PRO TIP: Never ignore fleas on your pet, even if your budget is stretched thin. If you do, it can end up costing you much more, as a single female (who has recently fed) can lay up to 50 eggs! If this new generation is left unmanaged, they can also reproduce, leaving you with a huge problem that can take weeks to rectify. At the same time, please don’t panic. Just treat them as soon as they are found, and spend some time finding out where they originated from (so that you can do something about it, more on this later).

Where are the most common places that they like to hide?

Even if there’s a small possibility that your pet has been in contact with fleas, always take a moment to check them. If you do this diligently (ideally with a comb), you can often avoid an infestation in the first place. Even if you already do this, please start by looking in the fur of your dog or cat (especially their “dirt”) before investigating where else they could be coming from.

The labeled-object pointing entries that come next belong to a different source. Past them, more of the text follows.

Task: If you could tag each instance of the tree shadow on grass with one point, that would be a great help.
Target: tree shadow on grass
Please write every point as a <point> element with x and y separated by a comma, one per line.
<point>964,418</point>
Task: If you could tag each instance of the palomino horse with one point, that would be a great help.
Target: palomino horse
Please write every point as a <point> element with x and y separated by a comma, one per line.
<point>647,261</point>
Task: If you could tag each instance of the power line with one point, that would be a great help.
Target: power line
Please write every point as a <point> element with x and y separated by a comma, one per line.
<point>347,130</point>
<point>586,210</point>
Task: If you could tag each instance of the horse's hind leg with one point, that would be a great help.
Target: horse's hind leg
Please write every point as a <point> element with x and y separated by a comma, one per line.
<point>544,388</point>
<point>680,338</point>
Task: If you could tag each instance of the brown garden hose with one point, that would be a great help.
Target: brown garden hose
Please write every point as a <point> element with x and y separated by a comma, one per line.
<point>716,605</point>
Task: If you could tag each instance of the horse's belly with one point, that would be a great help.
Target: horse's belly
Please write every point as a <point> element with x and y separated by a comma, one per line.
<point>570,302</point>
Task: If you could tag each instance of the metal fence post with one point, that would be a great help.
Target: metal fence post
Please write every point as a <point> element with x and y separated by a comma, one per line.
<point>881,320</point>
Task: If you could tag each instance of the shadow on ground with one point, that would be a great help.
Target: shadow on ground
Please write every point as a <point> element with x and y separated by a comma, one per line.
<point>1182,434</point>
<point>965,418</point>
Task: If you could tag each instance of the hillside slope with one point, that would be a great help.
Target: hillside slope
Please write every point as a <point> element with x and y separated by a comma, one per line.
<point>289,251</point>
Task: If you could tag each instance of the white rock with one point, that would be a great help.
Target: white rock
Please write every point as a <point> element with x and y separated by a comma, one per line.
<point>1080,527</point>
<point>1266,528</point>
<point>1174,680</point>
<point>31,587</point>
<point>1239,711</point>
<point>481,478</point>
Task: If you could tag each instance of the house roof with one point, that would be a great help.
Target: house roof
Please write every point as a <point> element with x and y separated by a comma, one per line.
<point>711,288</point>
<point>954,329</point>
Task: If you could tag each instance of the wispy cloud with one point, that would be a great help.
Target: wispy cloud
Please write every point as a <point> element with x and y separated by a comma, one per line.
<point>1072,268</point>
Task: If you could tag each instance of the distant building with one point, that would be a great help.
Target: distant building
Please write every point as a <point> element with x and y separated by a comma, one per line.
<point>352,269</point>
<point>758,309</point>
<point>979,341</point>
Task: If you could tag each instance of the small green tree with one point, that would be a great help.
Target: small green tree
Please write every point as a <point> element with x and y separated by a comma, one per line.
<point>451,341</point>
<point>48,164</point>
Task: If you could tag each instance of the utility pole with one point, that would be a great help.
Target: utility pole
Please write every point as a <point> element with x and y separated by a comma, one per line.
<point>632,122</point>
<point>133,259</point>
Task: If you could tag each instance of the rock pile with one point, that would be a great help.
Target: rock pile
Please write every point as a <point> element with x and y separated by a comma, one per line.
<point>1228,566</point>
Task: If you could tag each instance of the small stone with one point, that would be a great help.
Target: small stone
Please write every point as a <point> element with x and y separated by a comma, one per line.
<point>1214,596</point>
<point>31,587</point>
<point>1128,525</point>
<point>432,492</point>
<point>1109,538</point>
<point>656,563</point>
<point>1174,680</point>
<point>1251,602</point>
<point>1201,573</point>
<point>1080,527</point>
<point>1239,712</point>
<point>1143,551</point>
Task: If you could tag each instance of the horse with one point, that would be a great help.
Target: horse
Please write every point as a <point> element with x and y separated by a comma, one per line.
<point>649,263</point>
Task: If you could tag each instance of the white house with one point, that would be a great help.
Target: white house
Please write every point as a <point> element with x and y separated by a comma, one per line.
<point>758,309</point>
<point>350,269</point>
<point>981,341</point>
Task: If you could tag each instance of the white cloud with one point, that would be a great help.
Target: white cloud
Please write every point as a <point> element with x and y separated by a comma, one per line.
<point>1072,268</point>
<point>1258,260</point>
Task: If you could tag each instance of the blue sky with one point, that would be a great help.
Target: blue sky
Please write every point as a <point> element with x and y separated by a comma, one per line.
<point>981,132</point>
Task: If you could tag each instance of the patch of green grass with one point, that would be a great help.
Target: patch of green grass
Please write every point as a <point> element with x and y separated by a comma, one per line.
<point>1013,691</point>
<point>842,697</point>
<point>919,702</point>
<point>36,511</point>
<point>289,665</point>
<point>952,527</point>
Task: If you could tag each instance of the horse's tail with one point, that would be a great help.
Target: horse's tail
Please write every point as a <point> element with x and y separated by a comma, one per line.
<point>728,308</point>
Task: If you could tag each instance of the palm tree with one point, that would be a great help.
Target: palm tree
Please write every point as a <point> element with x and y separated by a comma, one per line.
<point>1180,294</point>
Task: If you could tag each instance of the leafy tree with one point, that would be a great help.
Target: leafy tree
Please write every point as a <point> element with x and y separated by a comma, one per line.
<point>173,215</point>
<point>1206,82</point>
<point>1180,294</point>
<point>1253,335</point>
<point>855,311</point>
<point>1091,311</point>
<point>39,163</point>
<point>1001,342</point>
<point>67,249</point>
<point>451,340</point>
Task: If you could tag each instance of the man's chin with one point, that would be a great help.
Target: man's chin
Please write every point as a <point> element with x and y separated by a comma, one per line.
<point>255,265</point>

Kennels and bedding: If you found these pests on your furry friend, I recommend that you also check their sleeping areas. Warm, dark places are heaven for fleas, and if you find anything, throw it all into the wash. Also take a few moments to check your bed for them, as although they don’t really like human blood, they will take what they can find if you don’t have any pets.

In carpeted bedrooms: Unfortunately, they love to hide in carpets, and the fibers can even be keeping their eggs (which easily fall off pets) nice and warm until they are ready to hatch (yikes). I recommend putting a flea trap (that you can make yourself) out at night to see if you catch any adults. If you do, this will likely be where the next generation will come from!

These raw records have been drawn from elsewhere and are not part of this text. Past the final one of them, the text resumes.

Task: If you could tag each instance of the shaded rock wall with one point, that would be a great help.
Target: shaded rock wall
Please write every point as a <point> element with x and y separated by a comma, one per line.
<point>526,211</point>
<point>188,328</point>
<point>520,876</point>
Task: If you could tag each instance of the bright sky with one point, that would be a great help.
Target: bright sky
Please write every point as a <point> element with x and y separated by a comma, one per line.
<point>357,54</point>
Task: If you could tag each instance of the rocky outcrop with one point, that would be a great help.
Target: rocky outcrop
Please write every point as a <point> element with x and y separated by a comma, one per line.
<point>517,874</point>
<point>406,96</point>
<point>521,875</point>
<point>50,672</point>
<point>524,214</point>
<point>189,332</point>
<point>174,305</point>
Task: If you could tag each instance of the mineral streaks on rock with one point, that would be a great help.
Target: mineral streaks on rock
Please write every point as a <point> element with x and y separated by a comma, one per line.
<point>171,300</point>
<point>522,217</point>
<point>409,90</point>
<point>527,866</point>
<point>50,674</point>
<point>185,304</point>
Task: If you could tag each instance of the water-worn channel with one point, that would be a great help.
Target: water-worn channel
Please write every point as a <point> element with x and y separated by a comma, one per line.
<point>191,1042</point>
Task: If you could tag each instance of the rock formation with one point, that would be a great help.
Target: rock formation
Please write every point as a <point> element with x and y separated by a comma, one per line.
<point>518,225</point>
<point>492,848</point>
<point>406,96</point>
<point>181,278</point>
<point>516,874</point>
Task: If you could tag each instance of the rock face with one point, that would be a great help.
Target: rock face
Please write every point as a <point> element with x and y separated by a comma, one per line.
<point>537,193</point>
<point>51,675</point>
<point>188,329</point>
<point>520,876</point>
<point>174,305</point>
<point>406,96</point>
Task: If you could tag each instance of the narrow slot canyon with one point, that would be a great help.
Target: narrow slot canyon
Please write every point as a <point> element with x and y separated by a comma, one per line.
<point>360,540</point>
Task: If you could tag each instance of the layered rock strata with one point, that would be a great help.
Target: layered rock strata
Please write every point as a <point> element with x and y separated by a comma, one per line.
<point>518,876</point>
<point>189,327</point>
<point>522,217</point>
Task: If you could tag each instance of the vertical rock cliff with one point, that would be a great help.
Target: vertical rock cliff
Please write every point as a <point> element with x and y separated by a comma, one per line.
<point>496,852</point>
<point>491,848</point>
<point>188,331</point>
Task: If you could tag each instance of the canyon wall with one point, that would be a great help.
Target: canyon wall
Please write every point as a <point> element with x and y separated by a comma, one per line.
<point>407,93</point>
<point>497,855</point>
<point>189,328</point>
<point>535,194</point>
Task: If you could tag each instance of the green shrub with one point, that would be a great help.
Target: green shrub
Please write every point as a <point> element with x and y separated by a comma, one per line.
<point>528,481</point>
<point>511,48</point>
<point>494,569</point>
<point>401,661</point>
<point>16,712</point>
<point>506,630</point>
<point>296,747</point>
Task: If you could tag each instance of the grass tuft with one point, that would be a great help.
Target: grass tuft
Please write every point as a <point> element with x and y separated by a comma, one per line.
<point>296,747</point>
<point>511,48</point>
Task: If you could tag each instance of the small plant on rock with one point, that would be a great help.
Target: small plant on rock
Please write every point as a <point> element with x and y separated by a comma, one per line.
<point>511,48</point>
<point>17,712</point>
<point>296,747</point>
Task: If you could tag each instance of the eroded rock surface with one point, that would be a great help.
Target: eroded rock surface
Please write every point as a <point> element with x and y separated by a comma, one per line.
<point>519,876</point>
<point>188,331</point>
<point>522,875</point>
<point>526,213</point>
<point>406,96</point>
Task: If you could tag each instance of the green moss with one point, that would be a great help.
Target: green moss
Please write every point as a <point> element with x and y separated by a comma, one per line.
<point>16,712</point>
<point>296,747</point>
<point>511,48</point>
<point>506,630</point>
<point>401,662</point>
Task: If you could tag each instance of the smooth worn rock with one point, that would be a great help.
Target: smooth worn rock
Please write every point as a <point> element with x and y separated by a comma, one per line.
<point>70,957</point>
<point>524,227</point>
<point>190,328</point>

Hiding out in your yard: The yard is often overlooked (or even ignored) when it comes to dealing with fleas. This is partly due to people not realizing that they live outdoors, but also because of the difficulty in knowing if this is the source. I have comprehensive guide on nematodes, which can help you do this affordably and without the use of chemicals.

PRO TIP: This list is ordered from easiest to hardest, but please don’t stop when you find fleas, as they could be coming from multiple locations. One of the major reasons why people fail at defeating an infestation is because they didn’t treat all affected areas at the same time. If you need help identifying them (in all stages), use that link and review all the included images. Lastly, if you have bedding/linen that’s not easily washable, put it outside in the bright sun for a couple hours and they will vacate.

If you have no pets (or indoor only), how did you get fleas?

Although it is rarer (in comparison to dog or cat owners), even if you have no pets, you can get fleas due to them thriving on wild animals such as rats, raccoons, squirrels, skunks, and possums. If these animals frequent your yard, live under your house, or even in your roof, you will likely get a couple of fleas from them from time to time, and this could cause an infestation if left unchecked.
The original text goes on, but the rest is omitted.